Thanksgiving is not the time to try new recipes, but who has time to do a dry run of an elaborate meal? Plus, I’m a risk taker. A jump-out-of-a-plane skydiver. A zipline-over-the-canyon kind of gal. Well, not really. Regardless, I go foolhardily into new recipe adventures on Thanksgiving with total confidence—my first being Rachael Ray’s stuffin’ muffins recipe that failed. Hard. Instead of crunchy yet moist individual portions of stuffing, the muffins remained wet balls (go ahead, I’ll wait), uncooked in the middle. Still, I liked the idea of making stuffing in cupcake tins, so I brought them to my friend’s house anyway and we had a good laugh. Too ambitious, my desires.
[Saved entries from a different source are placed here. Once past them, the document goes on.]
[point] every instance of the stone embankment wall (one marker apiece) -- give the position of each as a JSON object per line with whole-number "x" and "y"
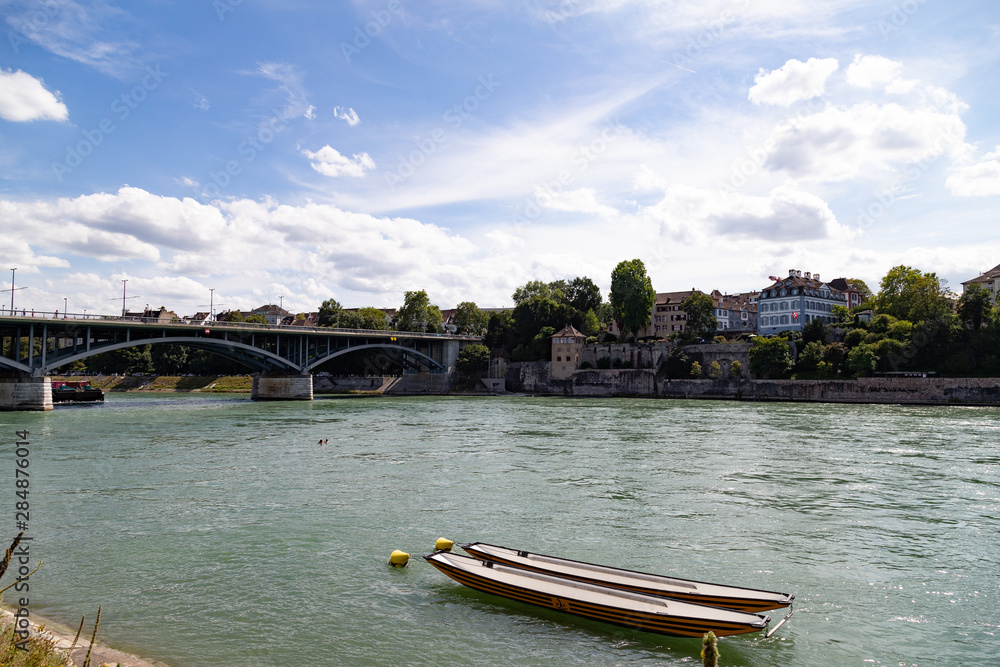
{"x": 337, "y": 383}
{"x": 650, "y": 355}
{"x": 534, "y": 378}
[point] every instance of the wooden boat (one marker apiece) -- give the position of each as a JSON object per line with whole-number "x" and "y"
{"x": 649, "y": 613}
{"x": 716, "y": 595}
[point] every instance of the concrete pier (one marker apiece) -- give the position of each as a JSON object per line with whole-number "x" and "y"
{"x": 25, "y": 393}
{"x": 282, "y": 388}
Last year, I made gingerbread thinking it was a brilliant idea to swap out dried old ginger spice for the real thing, freshly grated. Calculations veering on trigonometry did nothing to achieve an accurate substitution amount. Result: ew.
This year, I tried a recipe I’ve had in my collection for a decade but have never made. A rich chocolate tart calls for a special occasion and Thanksgiving seemed just the occasion. But dough and I just don’t get along (it refuses to be dough), so while I managed to at least make a chocolate crust, I failed to note that cocoa powder is not the same as cocoa. You knew that? You could have told me.
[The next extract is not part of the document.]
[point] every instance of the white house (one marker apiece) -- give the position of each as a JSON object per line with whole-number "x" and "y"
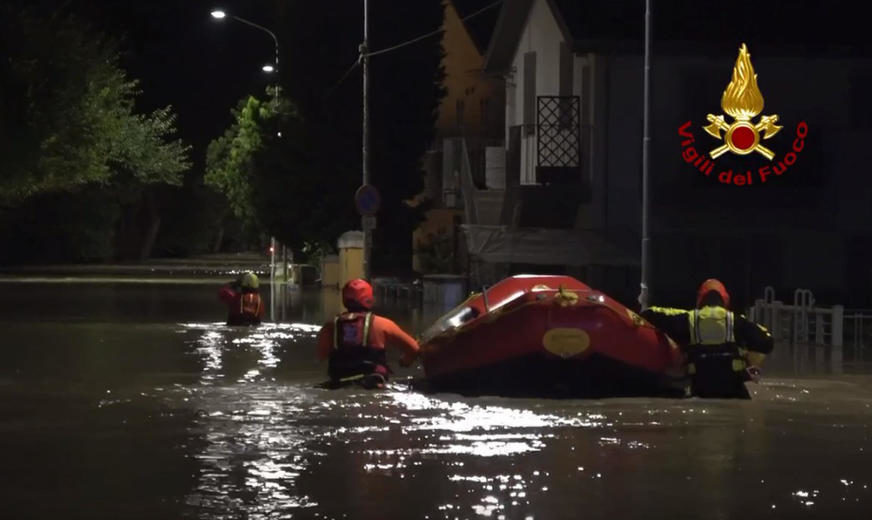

I also realized halfway through (seriously, there’s a reason you should read recipes all the way through before attempting, but we’re stubborn, you and I) that the magazine clipping with the recipe was missing the part about how to make the chocolate filling. After Googling around and going for it, I had a rich chocolate tart that was half rich, half dry as unsweetened cocoa.
But no matter. All would be forgiven once everyone saw the adorable turkey figure I stenciled on the tart using a hand drawn turkey silhouette and powdered sugar. Before popping it in the car this morning, I took a peek at the tart only to realize that the turkey had disappeared; the sugar had dissolved into the chocolate, as if embarrassed. Back in the kitchen, I sifted more sugar around the salvaged stencil. Crisis averted. Until I arrived at my friend’s house with the turkey half dissolved again and fading fast.
But this is a day to be thankful. Thankful that I have friends who will pretend the bitter tart crust is delicious and that the cute turkey is still clearly visible even when it’s not. At least I snapped a picture of the sucker for proof. If you too want to attempt this tart using actual cocoa powder, and can somehow manage to roll the dough out to the recommended 4″ x 16 ” rectangle and find a tart pan that size while not burning the edges and not watching your turkey shape disappear, by all means try the recipe.
On my drive home, a shooting star shot across the sky—a magical moment considering that it was, well, a star shooting across the sky to its death but more so because it was so clearly visible even from a city highway. You’d think I wished for more sense when it comes to baking, but I didn’t.